Way better than store bought, and I will be using the stand mixer with the dough hook once I cannot knead any longer. And maybe sooner than that :D
 
Well, hopefully G will be kneading a long while,:D. And you certainly better be, I love seeing your breads more than I like him baking his....your are guilt free on the screen :D

Yes but you just can't beat the smell of baking bread... it's in our DNA, like ocean noise and gazing at the moon :) We are inexorably enticed!
 
Gianbatistta wants me to add and correct some bread information. The sourdough he is using exclusively one he says he leaves to rise in the fridge sometimes, and that this is considered by some to be better for taste and is better for those who struggle to take wheat in their diets, ( he kept talking for a while during which time I was pruning redcurrant bushes but am only half way through but I promised to correct the information I had sent from our kitchen .....)

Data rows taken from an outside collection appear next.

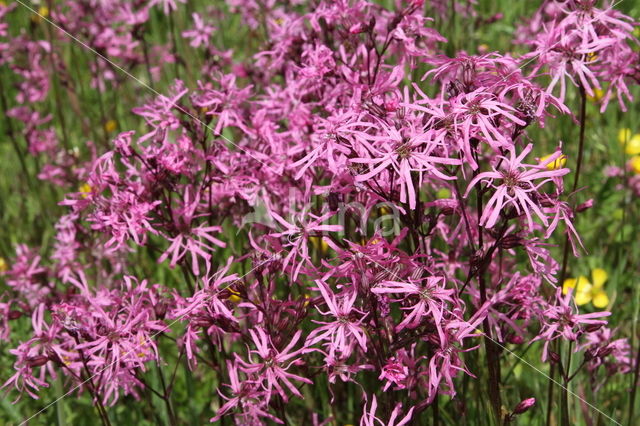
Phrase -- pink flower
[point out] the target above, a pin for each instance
(369, 417)
(515, 185)
(273, 365)
(346, 327)
(200, 34)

Interesting. I know a cold rise gives bread a slower rise and results in a stronger bread structure and texture but I didn't know about the dietary effects.
 
Ah, an improvisation, for a Bain marie. The BBC version surmises that you have a proper pudding steamer. I am a little foggy about lifting the pudding out.
 
I have a horror of aluminum foil, after half a lifetime of using and abusing it.

I will have to research what they did before aluminum foil became a fact of life.
 
Shaved broccoli, it turns out, is kinda beautiful.